For Databricks Connect for Databricks Runtime 13.3 LTS and above, for Scala, Databricks Connect includes the Databricks SDK for Java. This SDK implements the Databricks client unified authentication standard, a consolidated and consistent architectural and programmatic approach to authentication. This approach makes setting up and automating authentication with Databricks more centralized and predictable. It enables you to configure Databricks authentication once and then use that configuration across multiple Databricks tools and SDKs without further authentication configuration changes.
Note
OAuth user-to-machine (U2M) authentication is supported on Databricks SDK for Java 0.18.0 and above. You might need to update your code project’s installed version of the Databricks SDK for Java to 0.18.0 or above to use OAuth U2M authentication. See Get started with the Databricks SDK for Java.

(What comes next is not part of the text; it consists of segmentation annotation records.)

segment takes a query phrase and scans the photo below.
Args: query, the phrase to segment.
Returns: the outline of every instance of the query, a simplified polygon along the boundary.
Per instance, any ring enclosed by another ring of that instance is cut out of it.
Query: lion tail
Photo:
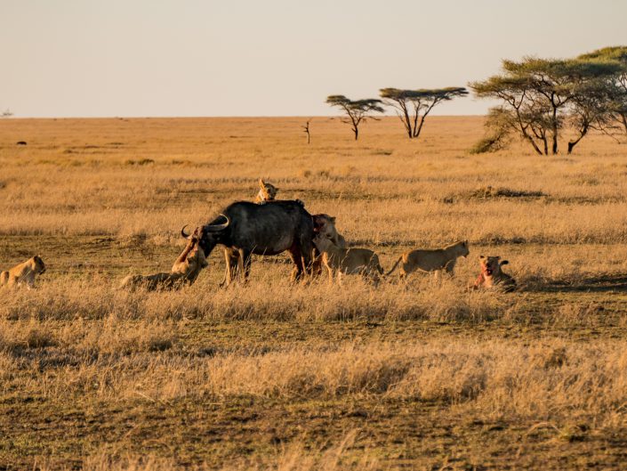
[[[390,276],[390,274],[392,274],[392,272],[394,272],[397,269],[397,266],[398,266],[398,264],[400,264],[401,260],[403,260],[403,256],[398,257],[398,260],[397,260],[397,263],[394,264],[394,266],[392,266],[392,269],[390,272],[385,273],[385,276]]]

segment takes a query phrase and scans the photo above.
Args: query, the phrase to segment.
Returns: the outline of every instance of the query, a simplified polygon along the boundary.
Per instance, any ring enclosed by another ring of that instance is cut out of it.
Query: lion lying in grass
[[[320,251],[322,264],[329,272],[329,282],[333,283],[334,279],[337,278],[341,285],[342,275],[360,274],[378,284],[383,269],[379,264],[379,256],[372,250],[341,248],[322,233],[316,235],[313,241]]]
[[[479,256],[481,272],[472,286],[473,288],[501,288],[506,293],[516,289],[516,280],[505,273],[501,267],[508,264],[507,260],[500,261],[500,256]]]
[[[411,250],[403,254],[397,260],[391,270],[386,273],[390,275],[396,270],[398,264],[402,262],[400,266],[400,276],[405,278],[412,272],[421,270],[422,272],[436,272],[444,270],[447,273],[453,274],[455,268],[457,258],[460,256],[466,257],[470,254],[468,249],[468,240],[455,242],[444,248],[436,248],[434,250],[418,249]]]
[[[128,275],[120,283],[120,288],[143,288],[149,291],[154,291],[156,289],[178,289],[183,285],[191,285],[196,281],[200,271],[209,265],[205,257],[205,252],[198,245],[202,237],[202,229],[197,227],[194,233],[189,236],[185,249],[176,259],[169,273]]]
[[[35,286],[35,277],[44,272],[44,260],[41,256],[35,256],[7,272],[0,272],[0,286],[13,287],[25,284],[30,289]]]

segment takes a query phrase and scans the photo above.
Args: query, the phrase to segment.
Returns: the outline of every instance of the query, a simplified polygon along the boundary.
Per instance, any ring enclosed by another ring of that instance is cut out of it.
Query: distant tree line
[[[427,115],[436,105],[467,94],[468,91],[460,86],[430,90],[382,88],[380,96],[382,100],[366,98],[353,101],[344,95],[330,95],[326,102],[340,108],[346,114],[342,122],[350,124],[356,141],[359,137],[359,125],[369,118],[376,119],[374,114],[384,111],[382,105],[393,108],[403,123],[407,137],[415,139],[420,136]]]
[[[478,98],[499,102],[488,110],[487,133],[471,150],[475,153],[498,150],[518,136],[538,155],[557,154],[566,139],[570,154],[591,131],[627,134],[627,46],[606,47],[575,59],[503,60],[501,74],[469,87]],[[355,140],[359,126],[376,119],[384,106],[396,111],[407,137],[416,139],[433,108],[468,93],[461,86],[382,88],[380,98],[353,101],[330,95],[326,102],[342,110],[342,122],[351,126]]]
[[[505,60],[502,70],[469,85],[478,98],[500,102],[488,111],[476,153],[502,149],[518,135],[538,155],[555,155],[567,134],[570,154],[591,130],[627,133],[626,46],[575,59]]]

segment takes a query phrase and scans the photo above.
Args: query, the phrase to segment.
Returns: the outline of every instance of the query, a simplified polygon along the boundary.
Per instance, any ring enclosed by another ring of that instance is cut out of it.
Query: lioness
[[[133,289],[141,287],[149,291],[154,291],[156,289],[175,289],[184,284],[191,285],[196,281],[200,271],[209,265],[205,257],[205,252],[198,245],[198,240],[202,239],[202,229],[197,227],[169,273],[128,275],[120,283],[120,288]]]
[[[444,248],[436,248],[435,250],[411,250],[403,254],[397,260],[392,269],[386,273],[386,276],[391,274],[401,262],[403,262],[400,266],[401,278],[405,278],[416,270],[422,270],[422,272],[445,270],[447,273],[453,274],[457,258],[460,256],[466,257],[469,253],[468,240],[455,242]]]
[[[500,256],[479,256],[481,272],[475,280],[473,285],[475,289],[501,288],[506,293],[516,289],[516,280],[501,270],[502,265],[506,265],[510,262],[507,260],[501,262],[500,260]]]
[[[342,284],[344,274],[360,274],[370,278],[376,285],[383,269],[379,264],[379,256],[367,248],[340,248],[333,241],[318,233],[313,239],[316,248],[322,256],[322,264],[329,272],[329,282],[333,284],[337,277]]]
[[[254,202],[263,204],[266,201],[274,201],[277,199],[278,188],[272,183],[266,183],[262,178],[259,179],[259,193],[254,199]]]
[[[314,232],[329,239],[336,247],[346,248],[346,240],[335,228],[335,217],[329,215],[314,215]]]
[[[30,289],[35,286],[35,277],[45,272],[45,264],[41,256],[35,256],[26,262],[15,265],[8,272],[0,272],[0,286],[20,286],[26,284]]]
[[[335,217],[319,214],[311,216],[314,223],[314,233],[321,234],[329,240],[331,240],[335,247],[339,248],[346,248],[346,240],[343,236],[337,231],[335,228]],[[322,274],[322,254],[314,244],[314,253],[311,257],[312,262],[312,273],[315,276]]]

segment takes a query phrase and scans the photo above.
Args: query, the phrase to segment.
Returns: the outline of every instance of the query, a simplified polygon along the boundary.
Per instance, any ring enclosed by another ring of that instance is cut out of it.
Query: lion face
[[[494,276],[501,272],[501,265],[508,264],[507,260],[501,262],[500,256],[479,256],[479,264],[481,264],[481,272],[486,276]]]
[[[337,235],[335,218],[329,215],[315,215],[313,216],[314,232],[333,239]]]
[[[262,201],[274,201],[278,192],[278,188],[272,183],[266,183],[263,180],[259,180],[259,198]]]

For OAuth U2M authentication, you must use the Databricks CLI to authenticate before you run your Scala code. See the Tutorial.
OAuth machine-to-machine (M2M) authentication is supported on Databricks SDK for Java 0.17.0 and above. You might need to update your code project’s installed version of the Databricks SDK for Java to 0.17.0 or above to use OAuth U2M authentication. See Get started with the Databricks SDK for Java.
Google Cloud credentials authentication and Google Cloud ID authentication are supported on Databricks SDK for Java 0.14.0 and above. You might need to update your code project’s installed version of the Databricks SDK for Java to 0.14.0 or above to use Google Cloud credentials authentication or ID authentication. See Get started with the Databricks SDK for Java.